Trener Maciej Skorża: To przepaść. Jestem bardzo rozczarowany
Lech Poznań nie odrodził się gwałtownie pod ręką Macieja Skorży. Nie ma wyraźnej zmiany w wynikach ani stylu gry. Nic dziwnego, że nowy trener Lecha mówi: - Nie tak wyobrażałem sobie początek mojej pracy. Jestem rozczarowany.
Pod wodzą Macieja Skorży poznaniacy przegrali mecze z Rakowem Częstochowa 1-3 i Podbeskidziem Bielsko-Biała 0-1, co w normalnych okolicznościach byłoby zaskakujące. W tym sezonie jednak nie jest, bo lechici poprzegrywali wiele takich spotkań. Wygrać udało się efektownie 3-0 z Lechią Gdańsk, ale też nie był to mecz wybitny w wykonaniu Lecha.
Dzisiaj poznaniacy zajmują dopiero dziesiąte miejsce ze stratą aż 26 punktów do Legii Warszawa. To niebywałe straty, największe od 16 lat. Straty, które przerażają także trenera Skorżę. - To przepaść - mówi- liczby są dla nas okrutne. Trudno znaleźć wytłumaczenie takiej sytuacji, bo nie tłumaczy jej potencjał zespołu. On nie jest taki.

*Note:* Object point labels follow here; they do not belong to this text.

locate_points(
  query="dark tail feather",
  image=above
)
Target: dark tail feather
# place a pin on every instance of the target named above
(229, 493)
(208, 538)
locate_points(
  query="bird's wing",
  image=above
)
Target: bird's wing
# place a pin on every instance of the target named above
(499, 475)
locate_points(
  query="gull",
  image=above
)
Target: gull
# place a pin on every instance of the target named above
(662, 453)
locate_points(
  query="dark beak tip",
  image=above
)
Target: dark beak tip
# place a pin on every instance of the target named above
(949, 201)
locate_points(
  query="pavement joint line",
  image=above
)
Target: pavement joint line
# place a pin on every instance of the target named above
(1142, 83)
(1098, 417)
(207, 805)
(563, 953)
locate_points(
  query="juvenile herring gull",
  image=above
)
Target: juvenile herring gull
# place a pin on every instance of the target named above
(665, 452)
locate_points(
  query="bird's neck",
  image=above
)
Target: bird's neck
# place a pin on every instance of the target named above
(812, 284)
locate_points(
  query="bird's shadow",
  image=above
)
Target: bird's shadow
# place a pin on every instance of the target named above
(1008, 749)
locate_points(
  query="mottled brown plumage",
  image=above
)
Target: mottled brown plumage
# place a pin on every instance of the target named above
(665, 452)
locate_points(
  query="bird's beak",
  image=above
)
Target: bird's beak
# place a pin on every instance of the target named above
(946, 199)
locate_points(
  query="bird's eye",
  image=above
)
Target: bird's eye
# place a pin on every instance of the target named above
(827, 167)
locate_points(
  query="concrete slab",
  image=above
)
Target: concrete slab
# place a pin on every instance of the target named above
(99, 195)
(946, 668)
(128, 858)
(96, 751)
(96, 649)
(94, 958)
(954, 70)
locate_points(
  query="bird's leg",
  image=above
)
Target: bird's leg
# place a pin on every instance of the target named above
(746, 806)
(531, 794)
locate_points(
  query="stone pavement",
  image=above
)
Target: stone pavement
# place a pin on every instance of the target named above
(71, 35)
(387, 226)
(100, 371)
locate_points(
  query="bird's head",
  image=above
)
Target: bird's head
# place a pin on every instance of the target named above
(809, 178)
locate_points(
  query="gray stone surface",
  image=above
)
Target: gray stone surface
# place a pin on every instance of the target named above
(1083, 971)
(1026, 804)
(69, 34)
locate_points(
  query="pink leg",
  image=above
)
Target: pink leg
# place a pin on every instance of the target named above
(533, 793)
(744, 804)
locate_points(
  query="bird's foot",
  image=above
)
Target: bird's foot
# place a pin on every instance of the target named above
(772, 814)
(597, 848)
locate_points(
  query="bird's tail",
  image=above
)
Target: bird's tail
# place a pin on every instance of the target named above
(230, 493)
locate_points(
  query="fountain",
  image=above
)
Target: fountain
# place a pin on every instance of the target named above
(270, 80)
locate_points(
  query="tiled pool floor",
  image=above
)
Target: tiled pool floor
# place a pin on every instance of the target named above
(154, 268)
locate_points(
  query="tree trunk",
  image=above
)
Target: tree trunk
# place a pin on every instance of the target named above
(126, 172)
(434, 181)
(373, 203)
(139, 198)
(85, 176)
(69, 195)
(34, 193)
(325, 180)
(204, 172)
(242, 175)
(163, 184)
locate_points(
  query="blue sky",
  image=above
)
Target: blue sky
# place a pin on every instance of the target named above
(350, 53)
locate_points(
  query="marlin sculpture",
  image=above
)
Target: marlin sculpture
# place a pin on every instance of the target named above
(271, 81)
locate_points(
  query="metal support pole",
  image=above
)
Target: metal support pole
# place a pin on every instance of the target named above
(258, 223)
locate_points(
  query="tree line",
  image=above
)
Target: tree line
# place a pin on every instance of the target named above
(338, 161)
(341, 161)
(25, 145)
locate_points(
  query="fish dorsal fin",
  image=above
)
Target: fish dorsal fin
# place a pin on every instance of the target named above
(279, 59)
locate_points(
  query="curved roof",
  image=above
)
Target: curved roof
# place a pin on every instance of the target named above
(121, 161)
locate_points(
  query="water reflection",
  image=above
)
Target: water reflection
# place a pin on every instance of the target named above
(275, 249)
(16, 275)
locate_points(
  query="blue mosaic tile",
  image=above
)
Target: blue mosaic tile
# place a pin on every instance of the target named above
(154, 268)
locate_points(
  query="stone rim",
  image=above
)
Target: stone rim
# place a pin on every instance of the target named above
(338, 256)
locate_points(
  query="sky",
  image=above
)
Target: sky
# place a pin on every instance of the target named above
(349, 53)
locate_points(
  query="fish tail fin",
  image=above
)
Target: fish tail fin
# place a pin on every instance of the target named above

Maciej Skorża mówi, że jest bardzo rozczarowany. - Początek mojej pracy jest daleki od moich oczekiwań. Wyniki nie są dobre, wydawało mi się, że szybciej zdołał to opanować i pomóc zespołowi w trudnej sytuacji. Stąd moje rozczarowanie. Jesteśmy w trudnej sytuacji, gdyż atmosfery nie buduje coś pozytywnego, nie budują jej zwycięstwa. Musimy szukać innych sposobów.
Szkoleniowiec Lecha mówi, że teraz liczy na werwę zespołu i chęć zrewanżowania się za wynik poprzedniej kolejki. - Chciałbym abyśmy wyzwolili w sobie moc i pragnienie udowodnienia, że determinacji nam nie zabraknie. Liczę na męską reakcję drużyny
Lech Poznań podejmuje Stal Mielec na stadionie przy ul. Bułgarskiej w sobotę o godz. 20. Transmisja w Canal+ Sport i Canal+ Sport 3.